- United Arab Emirates / Afghanistan
- Dates: 25 December – 2 January 2024
- Captains: Muhammad Waseem / Ibrahim Zadran

Twenty20 International series
- Results: Afghanistan won the 3-match series 2–1
- Most runs: Muhammad Waseem (84) / Rahmanullah Gurbaz (141)
- Most wickets: Muhammad Jawadullah (6) / Qais Ahmad (6)

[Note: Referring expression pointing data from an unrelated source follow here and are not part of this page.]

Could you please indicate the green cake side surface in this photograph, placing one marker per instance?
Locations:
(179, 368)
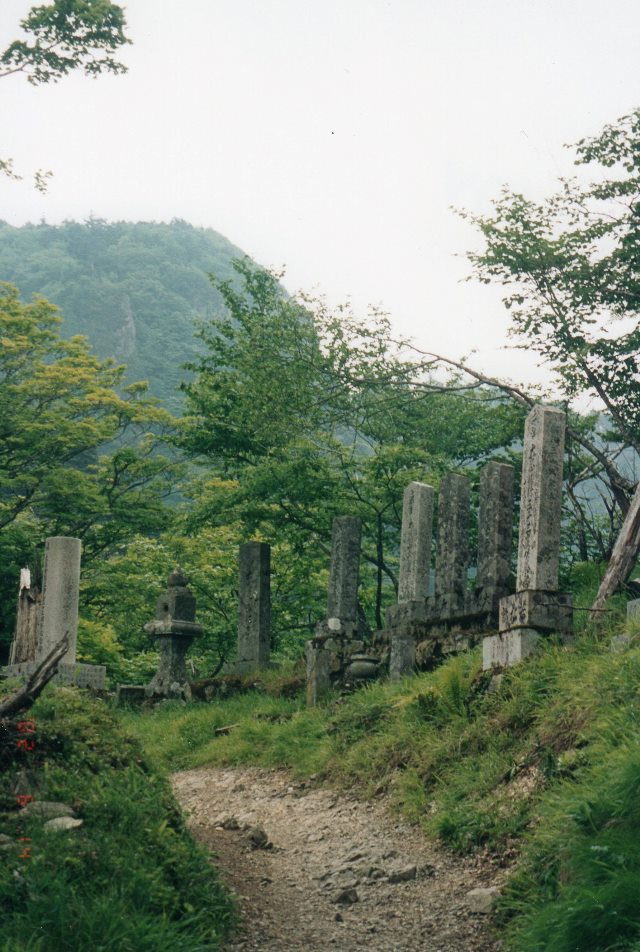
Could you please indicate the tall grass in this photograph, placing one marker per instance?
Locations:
(131, 879)
(546, 768)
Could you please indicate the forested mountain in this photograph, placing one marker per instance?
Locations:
(134, 289)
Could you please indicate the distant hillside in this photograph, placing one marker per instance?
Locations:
(134, 289)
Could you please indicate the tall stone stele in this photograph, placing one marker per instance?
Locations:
(254, 607)
(337, 638)
(44, 619)
(537, 608)
(174, 627)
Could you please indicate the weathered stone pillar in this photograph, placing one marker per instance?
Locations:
(28, 615)
(254, 607)
(537, 607)
(541, 500)
(452, 556)
(344, 574)
(495, 527)
(175, 628)
(413, 582)
(336, 640)
(415, 543)
(60, 595)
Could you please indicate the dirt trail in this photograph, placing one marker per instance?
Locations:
(341, 874)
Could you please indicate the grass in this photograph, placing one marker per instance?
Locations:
(131, 879)
(546, 769)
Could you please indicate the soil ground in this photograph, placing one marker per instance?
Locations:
(315, 870)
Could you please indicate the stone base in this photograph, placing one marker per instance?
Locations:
(544, 611)
(442, 624)
(509, 648)
(130, 694)
(92, 676)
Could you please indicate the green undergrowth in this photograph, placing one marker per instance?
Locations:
(543, 772)
(131, 879)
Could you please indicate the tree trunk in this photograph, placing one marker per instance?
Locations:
(624, 555)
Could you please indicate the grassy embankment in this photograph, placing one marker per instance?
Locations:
(130, 879)
(544, 772)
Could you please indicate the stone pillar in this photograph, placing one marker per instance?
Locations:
(318, 672)
(344, 573)
(28, 616)
(541, 500)
(495, 527)
(174, 628)
(60, 595)
(254, 606)
(452, 557)
(415, 542)
(537, 607)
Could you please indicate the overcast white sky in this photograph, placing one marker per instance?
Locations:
(332, 136)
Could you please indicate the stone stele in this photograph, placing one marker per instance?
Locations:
(415, 542)
(254, 607)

= Afghan cricket team in the United Arab Emirates in 2023–24 =

International cricket tour

The Afghanistan men's cricket team toured the United Arab Emirates (UAE) in December 2023 and January 2024 to play three Twenty20 International (T20I) and two 50-over matches. This was Afghanistan second tour of the UAE this year, with Afghanistan winning the T20I series 2–1 in February 2023. The T20I series formed part of Afghanistan's preparation for the 2024 ICC Men's T20 World Cup tournament. The dates for the tour were confirmed in December 2023.

==Squads==

| United Arab Emirates |  | Afghanistan |  |
|---|---|---|---|
| 50-overs | T20Is | 50-overs | T20Is |
| Muhammad Waseem (c); Ayman Ahamed ; Mayank Chowdary; Rahul Chopra; Muhammad Jawadullah; Aayan Afzal Khan; Nilansh Keswani; Sagar Kalyan; Dhruv Parashar; Omid Rahman; Akif Raja; Tanish Suri (wk); Samal Udawaththa; Muhammad Zuhaib; | Muhammad Waseem (c); Vriitya Aravind (wk); Basil Hameed; Muhammad Jawadullah; Aayan Afzal Khan; Nilansh Keswani; Aryan Lakra; Ali Naseer; Dhruv Parashar; Omid Rahman; Akif Raja; Khalid Shah (wk); Tanish Suri (wk); Junaid Siddique; Samal Udawaththa; | Hashmatullah Shahidi (c); Fareed Ahmad; Ikram Alikhil (wk); Sharafuddin Ashraf; Qais Ahmad; Yamin Ahmadzai; Mohammad Ishaq (wk); Riaz Hassan; Gulbadin Naib; Azmatullah Omarzai; Abdul Rahman; Zia-ur-Rehman; Darwish Rasooli; Bahir Shah; Bilal Sami; Rahmat Shah; Ibrahim Zadran; | Ibrahim Zadran (c); Fareed Ahmad; Noor Ahmad; Sediqullah Atal; Sharafuddin Ashraf; Qais Ahmad; Fazalhaq Farooqi; Rahmanullah Gurbaz (wk); Naveen-ul-Haq; Mohammad Ishaq (wk); Karim Janat; Mohammad Nabi; Azmatullah Omarzai; Darwish Rasooli; Mohammad Saleem; Rahmat Shah; Hazratullah Zazai; Najibullah Zadran; |

Ijaz Ahmad Ahmadzai, Ikram Alikhil, Rashid Khan and Gulbadin Naib were included in the Afghanistan T20I squad as reserves.